VENTI E TRENTA

VENTI e TRENTA

Mi resi conto di aver perso l’ultimo treno vedendolo scivolare via lungo i binari; la possibilità di tornare a casa in tempo per cenare coi miei era sfumata. La stazione era pressoché deserta, salvo qualche miagolio confuso nell’eco dei rumori della città là fuori.
Non che mi dispiacesse – dico, il fatto di aver perso il treno. In fondo erano mesi che non rientravo a casa, e avevo anche cercato di dare a mamma e papà delle giustificazioni, tuttavia senza ottenere risposte. Non capivo se avevano deciso di dimenticarmi completamente (da quando preferii la città alla nostra abituale dimora di campagna), o se si ricordavano di me come ci si ricorda delle persone guardando le fotografie, o se sapevano o sentivano o prevedevano che prima o poi sarei arrivato da loro; alle venti e trenta, l’ora di cena. Sì, perché è bene sapere che quella è sempre stata l’ora della famiglia tutta riunita, e qualsiasi cosa uno avesse avuto da fare in qualsiasi giorno dell’anno, a quell’ora l’avrebbe senz’altro interrotta per mettere le gambe sotto il tavolo di casa; il babbo tornava dai campi o dal bar, io e mio fratello smettevamo di studiare, la nonna posava aghi e filo, la mamma metteva in tavola i suoi piatti deliziosi. Il problema era che pareva fosse vietato cenare fuori, o meglio: che non si potesse saltare la cena in casa. Tant’è che mi accadde spesso di cenare due volte, prima – per forza – in casa, poi magari fuori con gli amici.
Fu mio fratello il primo a spezzare la tradizione, dicendo che sarebbe andato per lavoro in un paese straniero e che tutto sommato ne aveva abbastanza di quell’obbligo assurdo di dover essere a casa a cena alle venti e trenta. Se ne andò, dunque e non tornò più; ogni tanto però scriveva, dicendo che anche lì dove si trovava lui doveva rientrare alle venti e trenta per la cena (che incubo!), me se non ce l’avesse fatta poteva benissimo cenare fuori, grazie al cielo!
Io ero arrivato in città per frequentare l’università, Scienze Matematiche. All’inizio tornavo sempre a casa, dopo aver seguito le lezioni; tuttavia vi erano giorni nei quali, vuoi per un ritardo del treno, vuoi per essermi dilungato in chiacchiere con qualche compagno di corso, non riuscivo a tornare per le venti e trenta. Quando succedeva, i miei erano capaci di mettermi il muso per un giorno intero e la cosa mi faceva un poco soffrire. Fu così che decisi di prendermi un piccolo appartamento alla periferia della città; e se ero in ritardo, potevo cenare quando volevo, e, a ben pensarci, anche con chi volevo o anche da solo. Quando ero certo di avere tempo in abbondanza per farmi comodamente il viaggio, allora tornavo dai miei alla casa di campagna: alle venti e trenta ero senza dubbio seduto a tavola con loro, e loro di questo erano molto felici. Magari poi passavo lì anche la notte e tornavo in città l’indomani.

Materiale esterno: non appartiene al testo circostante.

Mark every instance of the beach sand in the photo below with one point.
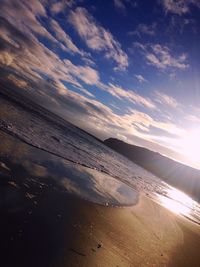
(60, 230)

Al terzo anno di studi universitari però dovetti trovarmi un lavoro part-time col quale pagarmi l’affitto, per non continuare a gravare sui miei; le ripetizioni che davo non bastavano. Lo trovai presso una piccola biblioteca di periferia, che già frequentavo a volte per studiare: vi andavo alle sedici e trenta, con l’incarico di riordinare gli scaffali ed eventualmente catalogare i nuovi arrivi; stavo lì fino all’ora di chiusura: le venti e trenta. Tutti i giorni tranne la domenica, che usavo quasi sempre interamente per studiare.
Quando i miei seppero questa cosa fu grande la loro delusione: capirono che avevo definitivamente scelto la città; ma gli promisi di richiedere almeno un permesso al mese per poter cenare con loro alle venti e trenta. E così feci, fino a sette mesi fa.
Da allora non ce l’ho più fatta: ho sempre avuto qualcosa ad impedirmi di salire sul treno per tornare a casa. Nonostante tutto, sarò sincero, a volte provo un po’ di nostalgia per quel momento di tutta la famiglia riunita, alle venti e trenta.
È che mi par d’essere sempre più prigioniero di questa stazione, dal giorno in cui finii sotto il treno; e benché ora sappia attraversare le pareti e non abbia più bisogno di dormire, devo ammettere che provo come una specie di fame, tutti i giorni verso le venti e trenta. Ma non riesco a salire i gradini del treno, lo vedo scivolare lontano.
Mi terrò la mia fame, e saprò con esattezza che ore sono.